I wrote this essay in December of 2007. It’s a summary of the biggest challenge I faced with the Peace Corps – the challenge of readjusting when I finally returned home. It’s been four years now and I can truly say that the readjustment is not complete. This essay does not cover some of the big issues I deal with now… walking into the Peace Corps hoping to fix some of the problems in a developing country and then walking out realizing that our “developed” nations are missing something too. However, it does address the immediate challenge of readjustment and how I dealt with it. I hope you find it useful.

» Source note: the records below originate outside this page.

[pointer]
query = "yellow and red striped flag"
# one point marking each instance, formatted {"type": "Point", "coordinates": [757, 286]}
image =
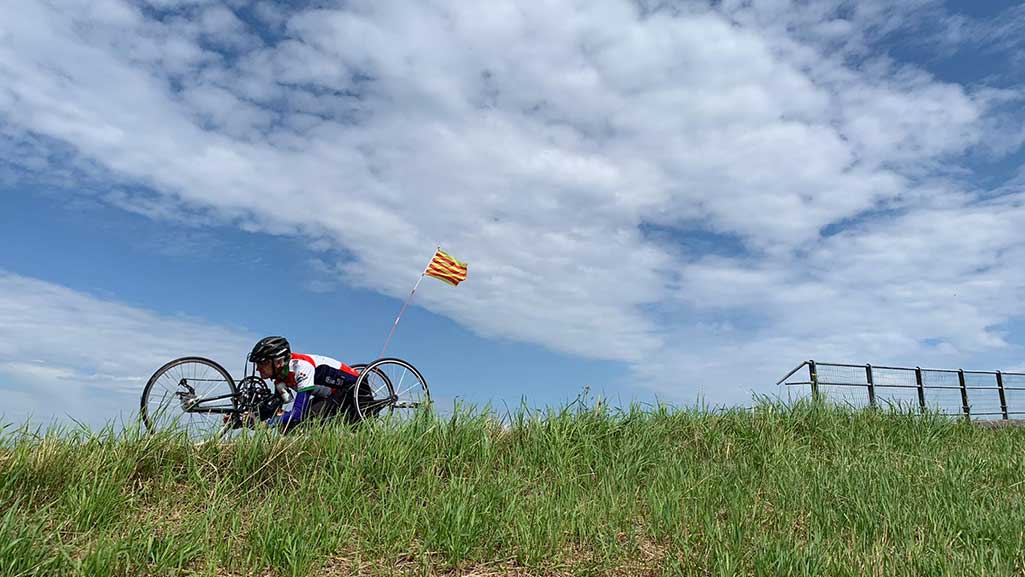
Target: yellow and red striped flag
{"type": "Point", "coordinates": [447, 269]}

When the Peace Corps said that it would be the toughest job I ever loved, they were right. I expected to be challenged when I left for the remote island nation of Tonga, but I never expected the more painful struggle to readjust when I came home. That was the most difficult transition I have ever faced.
My first reaction was positive as I had missed hot showers, restaurants, family, and friends. I was soon overwhelmed with the overabundance of choices, the rampant materialism, the post 9/11 paranoia, and the Paris Hiltons. I went from being a national superstar in Tonga to relative anonymity. Few people wanted to hear my stories and no one seemed to understand them. Like my fellow Peace Corps returnees, I felt lost and lonely.
I handled this the way I handle everything in my life: by diving in head first. Against all recommendations, I joined a top consulting firm in a place I had never been to. The results were as predicted; my first few months at Accenture in Seattle were brutal. With the help of new friends and role models at the company, my bruised ego soon recovered and I realized that I was on an exciting new adventure.
Over time, I recognized that things weren’t as different as I had first imagined. I had just traded in my taovala and straw skirt tupenu for a suit and a tie. Instead of attending kava circles at night with the village elders, I was attending evening socials with the company partners. Instead of teaching New Zealand law and computing to students with little grasp of English, I was dealing with clients who had crazy deadlines and unrealistic expectations. While I had received power and responsibility as soon as I arrived in Tonga, it still took me three years to earn that respect, just as it has at Accenture.
My readjustment experience opened my eyes to my greatest strength – the ability to take risks and not be afraid of failure. I take advantage of opportunities regardless of how daunting they seem to be.